Don’t let new shoots be scorched by cold snows.

When we sow, let the sky be clear with calm breezes,

Sprinkle the buried seed with heavenly rain.

Forbid the birds, that prey on cultivated land,

To ruin the cornfields in destructive crowds.

You too, spare the sown seed, you ants,

So you’ll win a greater prize from the harvest.

Meanwhile let no scaly mildew blight its growth,

And let no bad weather blanch its colour,

May it neither shrivel, nor be over-ripe

And ruined by its own rich exuberance.

May the fields be free of darnel that harms the eyesight,

And no barren wild oats grow on cultivated soil.

May the land yield rich interest, crops of wheat

And barley, and spelt roasted twice in the flames.’

I offer this for you, farmers, do so yourselves,

And may the two goddesses grant our prayers.

War long gripped mankind: the sword was more useful

Than the plough: the ox yielded to the warhorse:

Hoes were idle, mattocks made into javelins,

And heavy rakes were forged into helmets.

Thanks to the gods, and your house, under your feet

War has long been bound in chains.

Let the ox be yoked, seed lie beneath ploughed soil:

Peace fosters Ceres, and Ceres is child of Peace.

 

Book I: January 27

 

On this sixth day before the approaching Kalends,

A temple was dedicated to the Dioscuri.

Brothers of the divine race founded it

For those divine brothers, by Juturna’s lakes.

 

Book I: January 30

 

My song has led to the altar of Peace itself.

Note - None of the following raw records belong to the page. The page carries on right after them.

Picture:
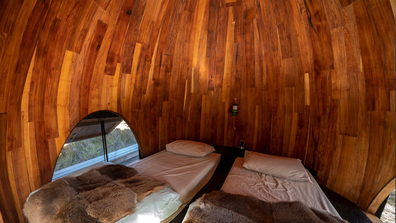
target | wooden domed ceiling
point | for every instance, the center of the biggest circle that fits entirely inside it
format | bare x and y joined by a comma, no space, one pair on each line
313,80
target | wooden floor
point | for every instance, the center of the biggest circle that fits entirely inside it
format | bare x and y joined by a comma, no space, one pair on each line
313,80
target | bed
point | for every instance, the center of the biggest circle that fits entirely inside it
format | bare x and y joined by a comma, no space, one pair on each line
185,175
268,188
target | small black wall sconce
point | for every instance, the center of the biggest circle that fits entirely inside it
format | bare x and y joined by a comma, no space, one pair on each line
234,111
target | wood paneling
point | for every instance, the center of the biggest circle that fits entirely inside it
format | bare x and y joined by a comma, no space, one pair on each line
313,80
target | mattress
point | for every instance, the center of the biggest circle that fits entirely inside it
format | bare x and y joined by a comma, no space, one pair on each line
265,187
250,183
153,208
185,174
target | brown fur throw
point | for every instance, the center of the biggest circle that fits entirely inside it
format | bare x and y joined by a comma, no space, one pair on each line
223,207
105,194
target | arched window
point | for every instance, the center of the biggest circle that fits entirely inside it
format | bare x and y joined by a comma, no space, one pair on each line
100,136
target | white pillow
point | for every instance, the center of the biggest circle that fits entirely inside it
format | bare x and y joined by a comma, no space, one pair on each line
189,148
277,166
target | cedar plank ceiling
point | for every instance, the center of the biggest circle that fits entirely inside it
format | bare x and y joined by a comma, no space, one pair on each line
313,79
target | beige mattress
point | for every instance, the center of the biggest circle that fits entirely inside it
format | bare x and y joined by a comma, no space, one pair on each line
186,174
246,182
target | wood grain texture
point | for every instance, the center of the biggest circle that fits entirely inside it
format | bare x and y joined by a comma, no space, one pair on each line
313,80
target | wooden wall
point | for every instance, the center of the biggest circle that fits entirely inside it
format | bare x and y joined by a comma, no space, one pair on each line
313,79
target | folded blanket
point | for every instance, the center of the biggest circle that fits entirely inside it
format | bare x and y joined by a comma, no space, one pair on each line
224,207
105,194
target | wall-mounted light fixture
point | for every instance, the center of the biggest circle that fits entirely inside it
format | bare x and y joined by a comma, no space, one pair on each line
234,111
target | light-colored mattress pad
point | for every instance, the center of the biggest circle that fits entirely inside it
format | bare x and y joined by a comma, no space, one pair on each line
185,174
265,187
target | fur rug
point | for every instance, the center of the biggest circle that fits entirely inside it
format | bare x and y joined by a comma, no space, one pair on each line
105,194
223,207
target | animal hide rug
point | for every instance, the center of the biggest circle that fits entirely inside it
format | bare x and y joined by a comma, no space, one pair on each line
105,194
224,207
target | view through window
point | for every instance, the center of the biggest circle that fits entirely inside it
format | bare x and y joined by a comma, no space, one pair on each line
122,148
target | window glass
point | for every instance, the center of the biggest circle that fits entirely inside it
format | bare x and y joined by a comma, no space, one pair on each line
121,143
81,151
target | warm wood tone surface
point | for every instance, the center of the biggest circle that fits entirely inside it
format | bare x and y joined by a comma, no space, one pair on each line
313,80
384,193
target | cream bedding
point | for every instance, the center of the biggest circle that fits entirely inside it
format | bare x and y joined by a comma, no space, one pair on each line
245,182
186,174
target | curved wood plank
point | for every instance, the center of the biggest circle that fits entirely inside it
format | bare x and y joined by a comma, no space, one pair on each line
313,80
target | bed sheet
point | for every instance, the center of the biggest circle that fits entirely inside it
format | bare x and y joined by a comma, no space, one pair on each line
265,187
155,207
185,174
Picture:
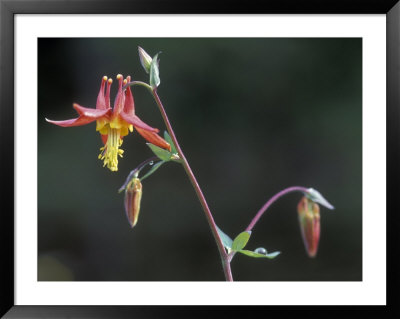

This day is the second from the month’s end.

Come, Peace, your graceful tresses wreathed

With laurel of Actium: stay gently in this world.

While we lack enemies, or cause for triumphs:

You’ll be a greater glory to our leaders than war.

May the soldier be armed to defend against arms,

And the trumpet blare only for processions.

May the world far and near fear the sons of Aeneas,

And let any land that feared Rome too little, love her.

Priests, add incense to the peaceful flames,

Let a shining sacrifice fall, brow wet with wine,

And ask the gods who favour pious prayer

That the house that brings peace, may so endure.

Now the first part of my labour is complete,

And as its month ends, so does this book.